Chapter 15
Downhill From Here
Playlist
Queen: The Show Must Go On
Roxette: Crash! Boom! Bang!
Saalbach, Austria, March 24
Thomas
The ski room smells of wax and metal shavings, hot irons hissing in the quiet like snakes.
The techs work in silence, the room is eerily peaceful, something to quiet my mind.
I used to come watch them work to calm myself the night before races in my junior years when I felt nerves, when I needed this.
Since then, I've only come to say hi and bring them a beer or a coffee to appreciate their work.
But never lingered. Because I grew up, I no longer needed to calm my nerves.
Today I felt the need to stay.
It’s late. Too late. Most of the guys are in bed, saving legs for tomorrow.
Not Martin.
He sits on a stool in the corner, polishing his helmet with the same slow circles he does before every race. A ritual. His ritual. The steady rasp of cloth against plastic fills the silence.
I fumble with my boots, re-check my bindings, shuffle my poles. None of it feels right. I’ve never had a ritual. Never needed one. Until now, when everything feels brittle in my hands.

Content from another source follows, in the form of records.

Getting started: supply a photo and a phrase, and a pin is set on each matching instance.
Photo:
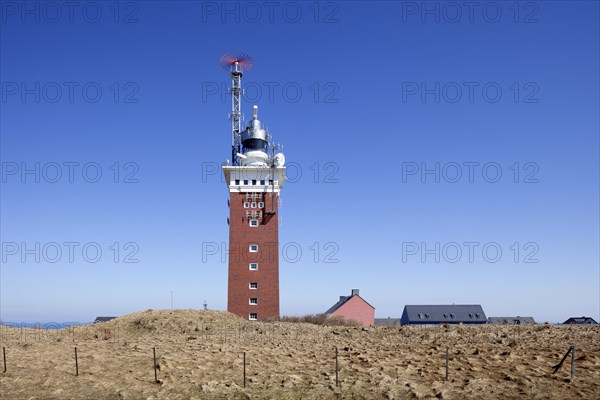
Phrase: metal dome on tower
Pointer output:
(251, 146)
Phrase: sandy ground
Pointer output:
(200, 356)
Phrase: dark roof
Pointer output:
(511, 320)
(343, 300)
(443, 314)
(387, 321)
(103, 319)
(581, 321)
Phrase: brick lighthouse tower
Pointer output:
(254, 179)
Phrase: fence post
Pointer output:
(155, 370)
(337, 381)
(446, 363)
(573, 364)
(76, 363)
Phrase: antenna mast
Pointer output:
(236, 63)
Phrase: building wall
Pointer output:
(357, 309)
(241, 235)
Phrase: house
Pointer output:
(443, 314)
(387, 322)
(580, 321)
(511, 320)
(353, 307)
(103, 319)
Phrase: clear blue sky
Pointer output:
(379, 103)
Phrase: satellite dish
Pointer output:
(279, 160)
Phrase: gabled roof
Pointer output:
(581, 321)
(343, 300)
(438, 314)
(103, 319)
(511, 320)
(387, 321)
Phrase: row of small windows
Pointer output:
(253, 182)
(260, 204)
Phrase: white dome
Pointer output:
(255, 158)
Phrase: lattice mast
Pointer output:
(236, 63)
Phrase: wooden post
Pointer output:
(573, 364)
(155, 371)
(76, 363)
(337, 381)
(446, 363)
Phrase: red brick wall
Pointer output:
(357, 309)
(241, 235)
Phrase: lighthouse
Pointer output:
(254, 179)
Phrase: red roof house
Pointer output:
(354, 307)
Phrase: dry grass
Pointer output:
(200, 356)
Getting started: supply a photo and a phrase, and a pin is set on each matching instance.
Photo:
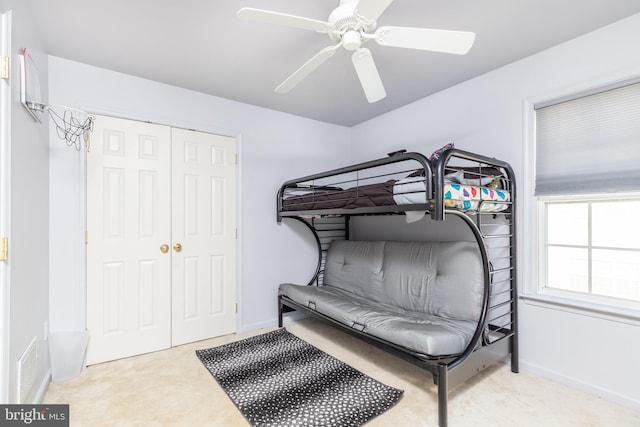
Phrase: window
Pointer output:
(587, 187)
(592, 247)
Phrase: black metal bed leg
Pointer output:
(442, 395)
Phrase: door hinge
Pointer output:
(4, 67)
(4, 249)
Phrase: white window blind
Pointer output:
(590, 144)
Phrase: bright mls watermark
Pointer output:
(34, 415)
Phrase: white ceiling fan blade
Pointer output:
(308, 67)
(372, 9)
(269, 17)
(445, 41)
(368, 75)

Martin doesn’t look up. His voice is even.
“Nervous? That’s not you.”
The words hang there, sharp.
I force a laugh, but it comes out flat. “Newsflash, I’m human after all.”
He sets the helmet down and finally meets my eyes. “Human, sure. Nervous human? That’s new.”

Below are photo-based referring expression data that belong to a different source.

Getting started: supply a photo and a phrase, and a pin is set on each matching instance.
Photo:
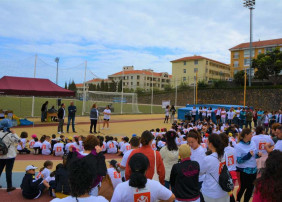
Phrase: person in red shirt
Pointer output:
(146, 149)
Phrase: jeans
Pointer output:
(60, 126)
(71, 119)
(9, 163)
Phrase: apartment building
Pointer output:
(240, 54)
(184, 70)
(144, 79)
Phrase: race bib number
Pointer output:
(262, 145)
(230, 160)
(117, 175)
(111, 145)
(58, 149)
(142, 196)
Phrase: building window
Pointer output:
(236, 55)
(246, 62)
(268, 49)
(247, 53)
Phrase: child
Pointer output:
(30, 187)
(46, 146)
(37, 145)
(58, 149)
(32, 142)
(114, 173)
(45, 170)
(22, 145)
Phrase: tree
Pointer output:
(268, 66)
(239, 78)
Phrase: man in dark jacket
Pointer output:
(61, 116)
(184, 177)
(30, 186)
(71, 116)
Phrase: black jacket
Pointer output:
(62, 181)
(184, 179)
(61, 113)
(30, 186)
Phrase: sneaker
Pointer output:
(11, 189)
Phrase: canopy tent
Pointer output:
(10, 85)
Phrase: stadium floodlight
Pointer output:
(250, 4)
(57, 59)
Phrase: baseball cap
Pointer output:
(30, 167)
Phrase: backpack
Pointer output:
(3, 147)
(225, 180)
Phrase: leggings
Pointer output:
(246, 183)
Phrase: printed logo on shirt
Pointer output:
(262, 145)
(230, 160)
(117, 175)
(142, 196)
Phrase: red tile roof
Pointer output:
(196, 57)
(256, 44)
(155, 74)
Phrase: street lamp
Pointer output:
(57, 59)
(250, 4)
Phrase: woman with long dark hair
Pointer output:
(169, 154)
(138, 187)
(211, 167)
(246, 154)
(269, 185)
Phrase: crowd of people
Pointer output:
(193, 160)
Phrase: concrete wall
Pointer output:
(268, 99)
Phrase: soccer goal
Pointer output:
(122, 103)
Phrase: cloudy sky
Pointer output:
(111, 34)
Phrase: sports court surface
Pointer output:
(120, 125)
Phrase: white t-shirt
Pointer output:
(31, 143)
(23, 141)
(211, 167)
(230, 158)
(46, 148)
(107, 116)
(125, 147)
(260, 142)
(115, 176)
(125, 158)
(86, 199)
(37, 144)
(153, 191)
(278, 145)
(111, 147)
(59, 149)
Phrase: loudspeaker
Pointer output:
(59, 102)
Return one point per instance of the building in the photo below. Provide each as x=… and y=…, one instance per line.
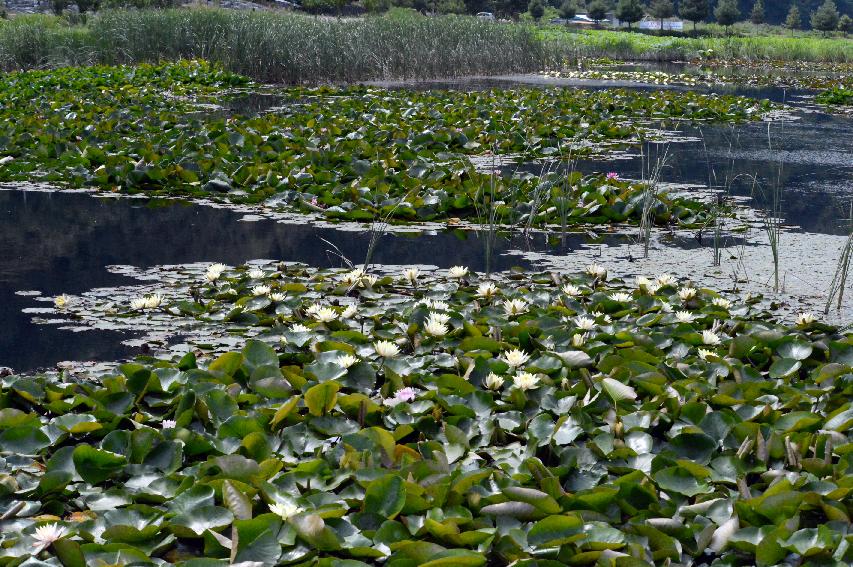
x=669, y=24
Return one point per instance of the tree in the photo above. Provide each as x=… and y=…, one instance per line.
x=757, y=15
x=826, y=17
x=845, y=24
x=694, y=10
x=536, y=9
x=794, y=21
x=727, y=13
x=568, y=10
x=629, y=11
x=661, y=9
x=597, y=10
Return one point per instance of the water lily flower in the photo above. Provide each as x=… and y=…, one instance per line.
x=684, y=316
x=526, y=381
x=214, y=272
x=516, y=357
x=514, y=306
x=411, y=275
x=686, y=293
x=260, y=290
x=710, y=337
x=597, y=271
x=705, y=353
x=487, y=290
x=494, y=382
x=571, y=290
x=443, y=318
x=407, y=394
x=386, y=349
x=284, y=510
x=47, y=534
x=666, y=279
x=346, y=360
x=457, y=272
x=353, y=277
x=325, y=314
x=805, y=319
x=434, y=327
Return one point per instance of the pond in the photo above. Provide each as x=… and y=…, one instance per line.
x=63, y=242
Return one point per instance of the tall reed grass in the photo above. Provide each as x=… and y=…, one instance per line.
x=279, y=47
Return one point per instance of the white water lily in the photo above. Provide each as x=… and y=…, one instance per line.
x=686, y=293
x=710, y=338
x=493, y=381
x=214, y=272
x=346, y=360
x=526, y=381
x=457, y=272
x=805, y=319
x=386, y=349
x=516, y=357
x=402, y=395
x=571, y=290
x=684, y=316
x=666, y=279
x=325, y=314
x=411, y=275
x=284, y=510
x=597, y=271
x=705, y=353
x=260, y=290
x=487, y=290
x=514, y=306
x=435, y=327
x=47, y=534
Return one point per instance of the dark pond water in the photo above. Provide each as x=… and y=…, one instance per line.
x=61, y=242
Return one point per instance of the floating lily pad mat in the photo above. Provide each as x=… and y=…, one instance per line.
x=442, y=419
x=357, y=153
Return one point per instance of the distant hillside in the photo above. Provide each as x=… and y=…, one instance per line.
x=776, y=10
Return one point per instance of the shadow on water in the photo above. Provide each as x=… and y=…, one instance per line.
x=61, y=242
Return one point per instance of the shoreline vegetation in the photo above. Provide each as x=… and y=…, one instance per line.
x=298, y=49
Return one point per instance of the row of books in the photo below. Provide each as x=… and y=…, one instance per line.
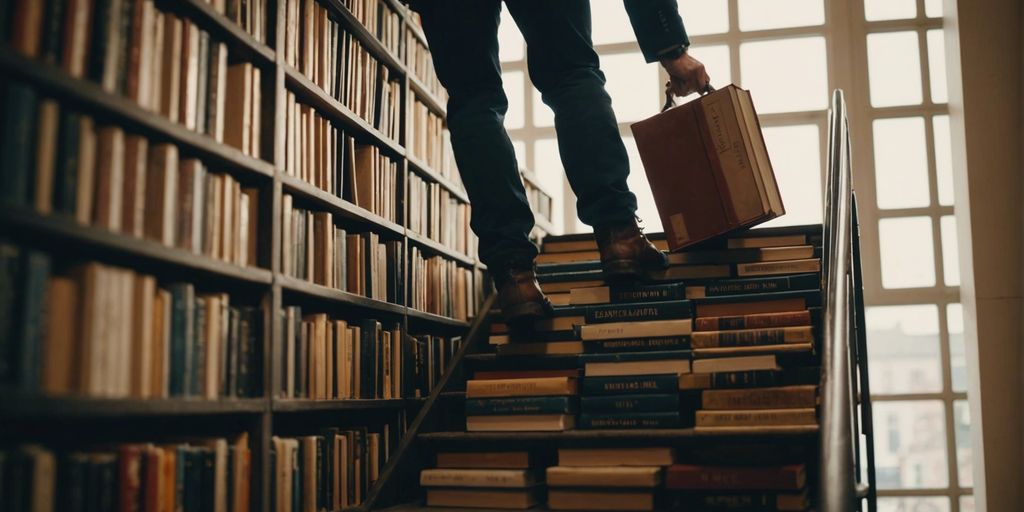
x=340, y=65
x=429, y=140
x=421, y=65
x=627, y=478
x=315, y=250
x=251, y=15
x=382, y=22
x=165, y=64
x=100, y=331
x=201, y=474
x=329, y=358
x=104, y=176
x=330, y=471
x=434, y=213
x=443, y=287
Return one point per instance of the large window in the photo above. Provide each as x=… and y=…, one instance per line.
x=888, y=56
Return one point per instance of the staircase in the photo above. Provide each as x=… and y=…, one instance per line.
x=827, y=449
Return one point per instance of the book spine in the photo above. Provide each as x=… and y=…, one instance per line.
x=630, y=403
x=756, y=286
x=763, y=321
x=667, y=383
x=669, y=292
x=638, y=344
x=526, y=406
x=631, y=420
x=751, y=337
x=760, y=418
x=777, y=397
x=520, y=387
x=638, y=311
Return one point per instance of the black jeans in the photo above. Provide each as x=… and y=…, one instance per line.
x=563, y=66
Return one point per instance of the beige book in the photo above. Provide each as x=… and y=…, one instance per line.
x=643, y=456
x=604, y=476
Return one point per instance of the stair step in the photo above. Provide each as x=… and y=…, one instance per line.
x=616, y=434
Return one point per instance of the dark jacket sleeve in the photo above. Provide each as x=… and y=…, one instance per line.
x=657, y=26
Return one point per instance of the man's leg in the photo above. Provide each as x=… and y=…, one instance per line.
x=463, y=38
x=564, y=68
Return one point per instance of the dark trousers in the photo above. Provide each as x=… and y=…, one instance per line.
x=563, y=66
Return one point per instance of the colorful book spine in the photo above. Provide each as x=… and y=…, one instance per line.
x=627, y=421
x=667, y=383
x=639, y=311
x=526, y=406
x=617, y=403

Silence stretches. My grip tightens on the buckle until my knuckles ache.
Then Martin adds, quieter: “You’ve been skiing like a man with something to prove. Now it just looks like you’ve got nothing to lose.”
My throat locks. The words scrape out, barely audible: “Maybe I don’t.”

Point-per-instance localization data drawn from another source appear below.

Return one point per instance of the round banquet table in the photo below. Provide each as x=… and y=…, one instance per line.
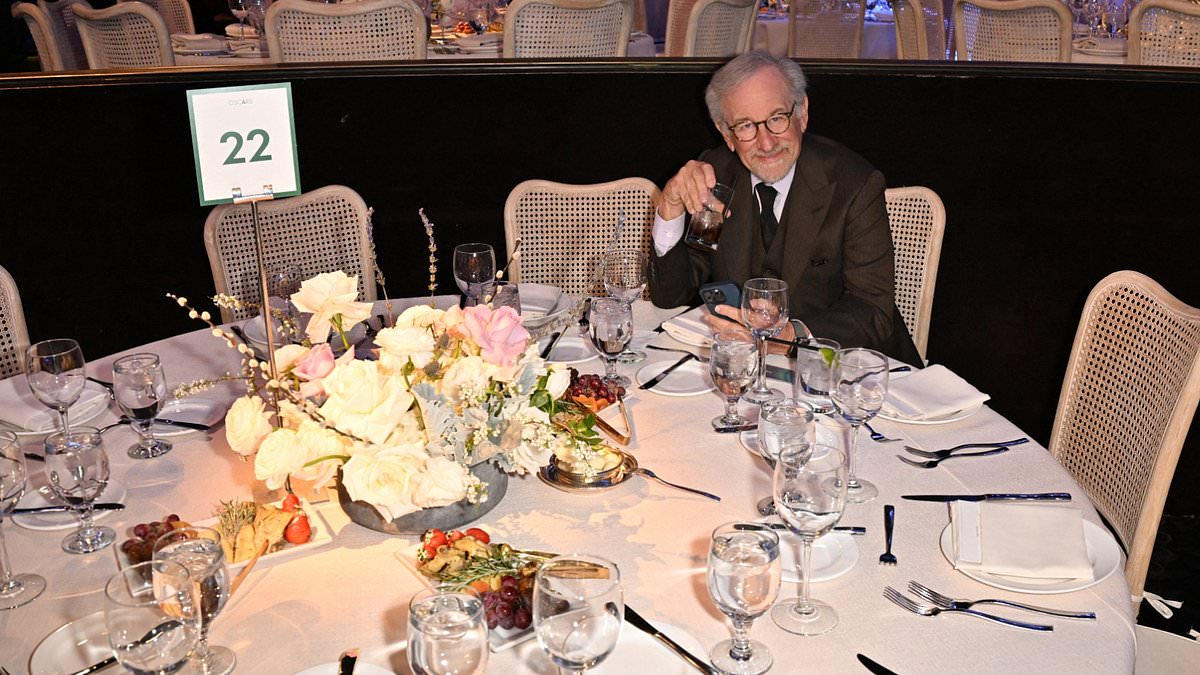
x=304, y=609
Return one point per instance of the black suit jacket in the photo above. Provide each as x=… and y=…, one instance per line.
x=833, y=249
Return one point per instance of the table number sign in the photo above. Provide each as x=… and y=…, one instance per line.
x=244, y=142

He doesn’t move for a long time. Then he lays the scraper on the table, hands steady, voice low.
“Then don’t. Not until you know why. This hill takes everything if you let it.”
The iron hisses again, the wax smokes, and I can almost hear my teeth grinding.
“And just let Bellini take the globe?” I spit out.
When he doesn't answer, I ask, my voice raspy: “You think I can’t make it?”
His eyes meet mine, steady. “I think other globes and other seasons are waiting for you. But only if you stay alive to ski them.”
He pauses, leans back, tone softer. “And maybe stop pretending it’s just about Bellini.”
Hinterstoder flashes up. Not the race — Bellini′s look. The smirk in the finish, like he’d already claimed something that wasn’t his. Martin is right. But I choose to ignore it.
“I keep hearing the same shit for years,” I scoff. “Kern will go far. Kern will be the greatest skier of all. But it’s bullshit if I can’t keep it together for one season, right?”
I snap. Slam my boot against the door.
The crack echoes, and I mutter a half-sorry as the tech guys look up, glaring at whoever dared break the sacred silence of the wax room.
Martin’s voice follows, calm and cutting: “Doors don’t fight back, Thomas. The hill will.”